A profecia foi lançada por ocasião da abertura do “6º Encontro Nacional sobre Precedentes Qualificados: Construção cooperativa do sistema de precedentes”, promovido entre 9 e 10 de setembro último, na sede do Tribunal Superior do Trabalho, em Brasília. O evento objetivava estimular, difundir e fortalecer a comunicação, a cooperação e a construção do sistema e da cultura de precedentes.

Antecipando-se às críticas, o ministro Barroso ponderou que o tema exige um olhar sem preconceitos, atento às inovações tecnológicas. “O juiz continua responsável pelo julgamento adequado da causa. Mas vai simplificar imensamente a vida se pudermos ter uma forma de produção de minutas com uso da inteligência artificial”, sentenciou. Estaríamos então fazendo a travessia do “juiz artesão” para o “juiz robô”.

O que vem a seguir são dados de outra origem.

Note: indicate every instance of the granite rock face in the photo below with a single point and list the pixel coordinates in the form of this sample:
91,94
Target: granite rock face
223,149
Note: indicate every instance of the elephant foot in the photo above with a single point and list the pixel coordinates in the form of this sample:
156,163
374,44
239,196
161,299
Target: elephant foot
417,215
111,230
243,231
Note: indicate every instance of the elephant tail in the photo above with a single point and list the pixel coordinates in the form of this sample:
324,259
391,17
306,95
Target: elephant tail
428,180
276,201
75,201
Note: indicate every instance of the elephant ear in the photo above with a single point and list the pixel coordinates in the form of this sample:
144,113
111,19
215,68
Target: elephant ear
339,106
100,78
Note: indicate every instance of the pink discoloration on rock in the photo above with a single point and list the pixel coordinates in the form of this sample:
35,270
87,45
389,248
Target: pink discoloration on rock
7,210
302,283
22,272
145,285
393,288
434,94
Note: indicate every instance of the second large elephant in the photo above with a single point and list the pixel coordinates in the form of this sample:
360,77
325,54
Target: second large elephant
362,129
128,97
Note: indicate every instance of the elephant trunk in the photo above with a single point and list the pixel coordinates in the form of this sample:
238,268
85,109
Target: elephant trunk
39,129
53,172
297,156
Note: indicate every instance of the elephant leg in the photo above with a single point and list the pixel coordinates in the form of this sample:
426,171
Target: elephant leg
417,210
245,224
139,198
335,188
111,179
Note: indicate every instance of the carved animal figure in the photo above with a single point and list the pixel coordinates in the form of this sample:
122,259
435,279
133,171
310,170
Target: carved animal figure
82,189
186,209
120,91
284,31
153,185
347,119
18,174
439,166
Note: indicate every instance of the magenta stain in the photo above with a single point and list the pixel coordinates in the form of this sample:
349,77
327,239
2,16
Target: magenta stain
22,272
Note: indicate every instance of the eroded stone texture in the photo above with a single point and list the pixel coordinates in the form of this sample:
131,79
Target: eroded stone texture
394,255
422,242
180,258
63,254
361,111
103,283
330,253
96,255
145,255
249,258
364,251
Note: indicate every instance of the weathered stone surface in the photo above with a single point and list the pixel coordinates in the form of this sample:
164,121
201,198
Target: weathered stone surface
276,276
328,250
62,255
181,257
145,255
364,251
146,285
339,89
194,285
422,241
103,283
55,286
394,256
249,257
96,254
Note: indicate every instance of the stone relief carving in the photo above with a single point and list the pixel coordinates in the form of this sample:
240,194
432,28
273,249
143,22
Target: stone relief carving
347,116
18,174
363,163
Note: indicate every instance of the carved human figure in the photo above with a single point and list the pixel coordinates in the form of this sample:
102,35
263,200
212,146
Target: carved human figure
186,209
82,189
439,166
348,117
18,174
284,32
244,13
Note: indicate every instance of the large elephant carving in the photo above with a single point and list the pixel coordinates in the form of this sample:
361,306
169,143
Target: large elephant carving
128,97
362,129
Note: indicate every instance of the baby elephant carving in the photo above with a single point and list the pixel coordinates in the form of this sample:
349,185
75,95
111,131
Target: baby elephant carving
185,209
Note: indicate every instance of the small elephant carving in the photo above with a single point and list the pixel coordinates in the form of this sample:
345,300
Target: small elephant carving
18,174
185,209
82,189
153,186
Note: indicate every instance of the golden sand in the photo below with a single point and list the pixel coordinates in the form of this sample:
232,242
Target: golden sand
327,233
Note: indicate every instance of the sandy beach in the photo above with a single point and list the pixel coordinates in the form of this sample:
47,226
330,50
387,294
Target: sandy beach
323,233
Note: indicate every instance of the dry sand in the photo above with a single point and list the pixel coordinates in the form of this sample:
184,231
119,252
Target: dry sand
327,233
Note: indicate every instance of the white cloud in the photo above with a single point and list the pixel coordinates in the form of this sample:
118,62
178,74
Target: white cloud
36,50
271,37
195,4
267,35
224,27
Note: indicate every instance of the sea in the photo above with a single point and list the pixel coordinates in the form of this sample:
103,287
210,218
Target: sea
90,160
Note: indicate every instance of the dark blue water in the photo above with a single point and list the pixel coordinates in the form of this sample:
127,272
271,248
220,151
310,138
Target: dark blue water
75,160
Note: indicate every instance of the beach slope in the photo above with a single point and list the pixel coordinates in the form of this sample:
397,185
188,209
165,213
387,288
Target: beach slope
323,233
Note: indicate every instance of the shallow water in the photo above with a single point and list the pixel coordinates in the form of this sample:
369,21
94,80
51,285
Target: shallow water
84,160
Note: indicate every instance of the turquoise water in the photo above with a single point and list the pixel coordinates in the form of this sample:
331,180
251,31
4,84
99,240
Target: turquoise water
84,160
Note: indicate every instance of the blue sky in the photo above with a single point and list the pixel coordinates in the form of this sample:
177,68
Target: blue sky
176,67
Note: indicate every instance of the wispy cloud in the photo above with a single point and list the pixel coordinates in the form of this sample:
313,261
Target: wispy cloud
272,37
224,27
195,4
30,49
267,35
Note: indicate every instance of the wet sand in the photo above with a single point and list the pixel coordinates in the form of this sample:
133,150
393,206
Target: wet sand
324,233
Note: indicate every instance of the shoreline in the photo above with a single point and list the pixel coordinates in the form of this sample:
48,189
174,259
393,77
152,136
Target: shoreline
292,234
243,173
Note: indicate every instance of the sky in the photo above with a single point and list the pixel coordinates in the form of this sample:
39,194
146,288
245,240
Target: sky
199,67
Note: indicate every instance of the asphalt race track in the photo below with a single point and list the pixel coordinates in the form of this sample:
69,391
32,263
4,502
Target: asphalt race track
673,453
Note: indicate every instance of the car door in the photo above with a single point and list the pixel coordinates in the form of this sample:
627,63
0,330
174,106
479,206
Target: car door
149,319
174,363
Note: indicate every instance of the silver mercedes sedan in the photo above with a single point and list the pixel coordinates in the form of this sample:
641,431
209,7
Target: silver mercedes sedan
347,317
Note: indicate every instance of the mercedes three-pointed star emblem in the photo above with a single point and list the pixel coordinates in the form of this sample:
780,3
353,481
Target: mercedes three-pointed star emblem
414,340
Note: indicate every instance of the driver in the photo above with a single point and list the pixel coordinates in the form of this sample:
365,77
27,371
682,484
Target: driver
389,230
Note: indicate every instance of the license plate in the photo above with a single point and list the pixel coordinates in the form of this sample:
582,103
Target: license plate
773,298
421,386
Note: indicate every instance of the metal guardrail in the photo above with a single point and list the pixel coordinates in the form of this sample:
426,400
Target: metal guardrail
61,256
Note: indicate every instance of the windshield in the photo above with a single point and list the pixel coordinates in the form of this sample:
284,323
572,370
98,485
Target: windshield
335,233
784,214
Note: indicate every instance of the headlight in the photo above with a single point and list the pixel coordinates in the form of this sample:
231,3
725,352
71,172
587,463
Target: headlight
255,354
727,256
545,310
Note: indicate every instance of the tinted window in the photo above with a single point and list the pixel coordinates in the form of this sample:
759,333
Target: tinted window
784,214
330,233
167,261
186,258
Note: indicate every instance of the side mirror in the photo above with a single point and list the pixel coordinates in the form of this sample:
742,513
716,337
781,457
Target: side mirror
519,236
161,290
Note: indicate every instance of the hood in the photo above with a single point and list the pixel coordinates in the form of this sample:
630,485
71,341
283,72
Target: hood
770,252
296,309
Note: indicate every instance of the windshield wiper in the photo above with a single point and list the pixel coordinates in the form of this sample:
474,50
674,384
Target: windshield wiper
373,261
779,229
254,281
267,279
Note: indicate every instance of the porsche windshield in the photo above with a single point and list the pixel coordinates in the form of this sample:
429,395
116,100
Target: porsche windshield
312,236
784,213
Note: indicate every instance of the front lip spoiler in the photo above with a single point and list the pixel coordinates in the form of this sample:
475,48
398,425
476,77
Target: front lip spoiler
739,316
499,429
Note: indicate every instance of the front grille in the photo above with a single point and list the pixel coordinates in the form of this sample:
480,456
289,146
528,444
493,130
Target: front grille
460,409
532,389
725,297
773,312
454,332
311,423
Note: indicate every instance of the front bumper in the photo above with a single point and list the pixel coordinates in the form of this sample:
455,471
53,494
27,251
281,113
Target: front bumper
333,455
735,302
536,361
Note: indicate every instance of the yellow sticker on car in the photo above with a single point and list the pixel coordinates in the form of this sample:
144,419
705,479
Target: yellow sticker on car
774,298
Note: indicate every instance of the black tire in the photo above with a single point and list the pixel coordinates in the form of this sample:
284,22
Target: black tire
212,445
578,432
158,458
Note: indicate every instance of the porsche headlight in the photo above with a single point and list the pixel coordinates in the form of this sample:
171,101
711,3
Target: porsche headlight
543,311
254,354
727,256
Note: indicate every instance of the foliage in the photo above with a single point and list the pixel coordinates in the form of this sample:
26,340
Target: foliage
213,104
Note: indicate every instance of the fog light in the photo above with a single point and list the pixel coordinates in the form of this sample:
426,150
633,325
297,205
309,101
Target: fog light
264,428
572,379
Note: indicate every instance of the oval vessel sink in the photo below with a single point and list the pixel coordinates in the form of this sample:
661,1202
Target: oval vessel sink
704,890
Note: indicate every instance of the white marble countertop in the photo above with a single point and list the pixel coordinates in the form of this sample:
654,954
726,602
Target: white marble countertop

A crença no uso da inteligência artificial para minutar decisões judiciais está sendo reforçada pelo surgimento de uma nova geração de modelos e ferramentas projetados por IA generativa. Capaz de criar novos conteúdos, como textos, imagens, vídeos ou músicas, esse tipo de IA usa variadas técnicas para identificar padrões e gerar novos resultados. Os modelos são treinados para gerarem textos de forma coerente e contextualizada com base nos dados fornecidos.

Identificando padrões de grandes conjuntos de dados, valendo-se de modelos de aprendizado de máquina (machine learning) e aprendizado profundo (deep learning), as novas ferramentas teconológicas teriam capacidade de gerar conteúdos novos e originais. Então, com acesso quase ilimitado à legislação, à jurisprudência, à doutrina, entre tantos outros repositórios de informações, as ferramentas estariam habilitadas a proporem minutas de decisões, a serem revisadas e assinadas pelos magistrados.

O entusiasmo com que segmentos do Poder Judiciário vêm defendendo e utilizando a IA generativa conduz à necessidade de refletir sobre os riscos e os limites do uso da inteligência artificial para minutar decisões judiciais, considerando a complexidade que envolve o ato de julgar, submetido a um conjunto de variáveis, tanto objetivas quanto subjetivas, determinadas por aspectos perceptivos, racionais e decisórios.

Regulamentação pelo CNJ

Investir em tecnologias e em soluções de inteligência artificial tem sido solução encontrada pelos sistemas judiciais de todo o mundo para responder ao crescimento exponencial de conflitos e ampliar as possibilidades de acesso à Justiça. No Brasil, o emprego de tecnologias digitais já ocorre há décadas, inclusive por meio da digitalização, da automação e da transformação das atividades judiciais. O uso da IA para minutar decisões é a nova fronteira almejada pelos tribunais.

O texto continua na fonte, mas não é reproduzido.